Product

Feb 25, 2026

Inside the Next Release of the VAST AI OS: New Capabilities for Real-Time AI at Scale

Authored by

Colleen Quinn, Product Marketing Director

Why the AI Stack Is Breaking and What Comes Next

An era does not end when a new technology appears. It ends when the assumptions that shaped the old one stop holding up.

For the last decade, enterprises have built AI, analytics, and event-driven systems as separate stacks. Data lives in one place. Analytics runs somewhere else. Vector databases sit off to the side. Event streams flow through their own infrastructure. Kubernetes clusters sprawl across teams. Each layer solves a real problem, but together they form architectures that are fragmented, expensive, and increasingly fragile at scale.

The premise has been simple: specialized systems deliver the best performance. In practice, this has produced pipelines where data is constantly copied, indexed, reshaped, and moved just to stay operational. Performance gains in one layer introduce bottlenecks in another. Governance becomes inconsistent. As systems scale, real-time guarantees are often weakened by batch-oriented processing and delayed execution paths.
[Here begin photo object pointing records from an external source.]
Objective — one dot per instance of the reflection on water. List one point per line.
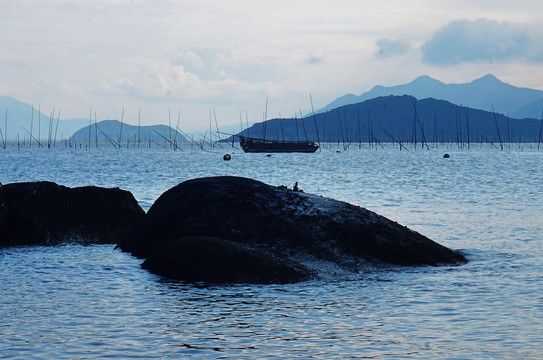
(96, 302)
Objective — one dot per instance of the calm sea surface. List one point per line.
(78, 302)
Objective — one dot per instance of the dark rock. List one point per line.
(48, 213)
(286, 223)
(214, 260)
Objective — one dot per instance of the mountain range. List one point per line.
(401, 119)
(24, 121)
(486, 93)
(425, 108)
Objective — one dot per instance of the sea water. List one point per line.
(83, 302)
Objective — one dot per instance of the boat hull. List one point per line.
(251, 145)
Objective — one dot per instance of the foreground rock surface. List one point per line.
(214, 260)
(45, 213)
(264, 219)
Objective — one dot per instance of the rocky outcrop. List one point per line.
(256, 221)
(47, 213)
(214, 260)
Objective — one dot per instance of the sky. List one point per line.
(161, 62)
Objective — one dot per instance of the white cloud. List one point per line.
(388, 48)
(484, 40)
(110, 54)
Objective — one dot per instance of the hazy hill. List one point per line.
(117, 133)
(401, 118)
(479, 94)
(23, 119)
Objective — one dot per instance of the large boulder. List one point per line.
(45, 213)
(289, 224)
(208, 259)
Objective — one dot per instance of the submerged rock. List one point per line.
(37, 213)
(286, 223)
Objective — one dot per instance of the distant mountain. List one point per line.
(119, 134)
(481, 94)
(400, 118)
(24, 120)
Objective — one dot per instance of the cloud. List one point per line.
(484, 40)
(388, 48)
(314, 60)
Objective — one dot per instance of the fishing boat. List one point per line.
(255, 145)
As AI workloads become more demanding and more operational, real-time intelligence requires more than faster components. It requires a platform where data, vectors, events, and execution operate as one system.

That is the foundation VAST has built.

With this release, we are extending that foundation across four core dimensions of the VAST AI Operating System: hyperscale vector retrieval, native analytical execution, managed Kubernetes compute inside the cluster, and high-performance data movement for modern inference workloads.

Today, we are introducing a set of platform capabilities that strengthen each of these dimensions and move AI infrastructure closer to a unified, production-ready model.

Introducing the VAST Hyperscale Vector Index

Today, we are introducing the VAST Hyperscale Vector Index, a new indexing architecture that expands the performance and scale limits of the VAST vector store. Designed for real-time ingestion and search at trillion-vector scale, it is built directly into the VAST DataBase and eliminates the memory, sharding, and operational constraints that limit existing vector systems as workloads grow.

Vector databases promise semantic search, recommendations, multimodal retrieval, and large-scale reasoning. The prevailing assumption has been that vector search must run in a separate system built around in-memory structures and sharded indexes. That model works at modest scale. It begins to fracture at tens or hundreds of billions of vectors. Memory-resident indexes become prohibitively expensive. Sharding adds operational complexity and unpredictable performance. Hybrid search requires stitching together results across systems, introducing latency and governance gaps.

This strain is especially visible in large-scale video AI workloads. Organizations continuously ingest video streams, generate embeddings for frames and transcripts, and retrieve relevant segments in real time using both similarity and metadata. Embeddings quickly exceed memory budgets. Metadata resides elsewhere. What should be real time becomes brittle.

The VAST Hyperscale Vector Index takes a different approach.

At its core is new hierarchical clustering. Instead of maintaining a flat, largely memory-resident graph, VAST organizes vectors into a multi-level hierarchy of distance-based clusters. Coarse clusters at the top represent broad regions of vector space. Each successive level refines those regions into increasingly granular neighborhoods where nearest neighbors are most likely to reside.

Search follows the hierarchy. A query evaluates a bounded number of clusters at each level and descends only into the most promising candidates. Because traversal work is controlled and fanout is bounded, the cost per query depends on search effort rather than total corpus size. As datasets grow, hierarchy depth increases — but the number of clusters explored per query remains constrained. Query latency plateaus instead of rising linearly with scale.

In benchmarking with 1 billion 128-dimensional vectors, this architecture delivered approximately 1,000 queries per second, compared to roughly 89 queries per second on a widely used open-source vector database with a disk-based backend, a performance gap of more than 11×. A deeper technical analysis of that benchmark is available here.

At 50 billion vectors on the same 8-node footprint, this architectural efficiency translated into approximately 91% lower cost per 1,000 searches compared to the same open-source vector configuration.

Implementation is integrated, not bolted on. The hierarchy is embedded directly into the VAST DataBase table layout and execution model. Vectors and metadata reside together under unified governance. Quantized vector representations enable memory-efficient traversal, and only the targeted cluster fragments required for a given query are read at execution time. Final scoring is applied to a reduced candidate set using higher-fidelity data.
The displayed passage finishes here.